A quite favourable toxicity profile was recorded in our series, allowing us to consider SBRT technique as cost effective. In fact, even if all SBRT treatments were delivered with a “consecutive days” schedule, which elsewhere was reported to be more toxic than an “every other day” treatment [44], in our series no grade 3 acute toxicity was registered, and more than half of patients did not experience any toxicity at all. Moreover, no late severe toxicity was observed, notwithstanding previous medical and surgical cancer treatments, as per patients’ characteristics. This finding is a further confirmation of the safety of this technique, also in unfit settings, likely due to the large use of intensity modulated radiotherapy techniques and to the small target volumes both likely explaining the high tolerability registered in our series.

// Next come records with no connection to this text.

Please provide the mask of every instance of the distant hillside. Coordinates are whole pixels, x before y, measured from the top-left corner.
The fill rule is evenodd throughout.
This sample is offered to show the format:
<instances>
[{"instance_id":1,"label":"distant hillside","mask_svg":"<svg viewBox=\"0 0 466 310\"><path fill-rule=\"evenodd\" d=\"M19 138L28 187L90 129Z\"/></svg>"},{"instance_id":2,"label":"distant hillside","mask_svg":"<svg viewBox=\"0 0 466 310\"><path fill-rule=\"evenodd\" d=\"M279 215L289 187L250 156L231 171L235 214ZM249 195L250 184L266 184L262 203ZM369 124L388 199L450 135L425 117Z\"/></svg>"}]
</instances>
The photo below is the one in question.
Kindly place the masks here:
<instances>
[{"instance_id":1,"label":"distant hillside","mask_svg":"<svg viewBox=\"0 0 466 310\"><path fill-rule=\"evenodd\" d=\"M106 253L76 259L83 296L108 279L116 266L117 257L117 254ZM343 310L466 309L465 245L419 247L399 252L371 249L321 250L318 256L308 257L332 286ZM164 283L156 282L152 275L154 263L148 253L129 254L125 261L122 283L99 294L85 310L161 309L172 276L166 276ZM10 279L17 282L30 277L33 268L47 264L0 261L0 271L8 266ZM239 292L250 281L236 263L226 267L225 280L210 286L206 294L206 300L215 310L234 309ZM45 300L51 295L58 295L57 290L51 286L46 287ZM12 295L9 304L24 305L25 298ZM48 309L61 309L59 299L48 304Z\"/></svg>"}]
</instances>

The strengths of our analysis included the large numbers of treated lesions with lengthy patient’s follow-up, while the weaknesses include the inhomogeneous patient population in terms of primary tumors, being some histological types probably more amenable to oligometastases radical treatment than others [3]. Also, as we selected the patients from two different dose escalation protocols started in 2003, the specific patient cohorts (i.e., gynecologic cancer patients, prostate cancer patients, gastrointestinal cancer patients, etc.) represent smaller subgroups that did not provide us with the statistical power to perform sub-analysis. Furthermore, the change in baseline imaging throughout the long accrual period has to be acknowledged; indeed, CT and MRI were more used in the early years of the study, while PET-CT imaging became available in our center only later. Finally, another weakness is represented by the range of doses utilized in our trial, sometimes providing a relatively lower biologically effective dose compared with other studies [8]. Therefore, we are unable to draw firm conclusions about the best fractionation or the total dose to be preferred. Surely, according to a very recent paper on ovarian cancer, lymph node lesions show a higher responsiveness compared with parenchymal disease, and this behaviour has been mentioned in the literature [13], but a comprehensive evaluation of this issue is still lacking. In conclusion, our large pooled analysis confirms the efficacy and safety of SBRT/SRS in patients with nodal metastases and identifies clinical and treatment variables able to predict complete response and local control rate. Due to the lack of optimal SBRT/SRS schedules as well as standard criteria to identify the patients who can benefit most from this treatment, the development of predictive models seems today more than ever useful and justified.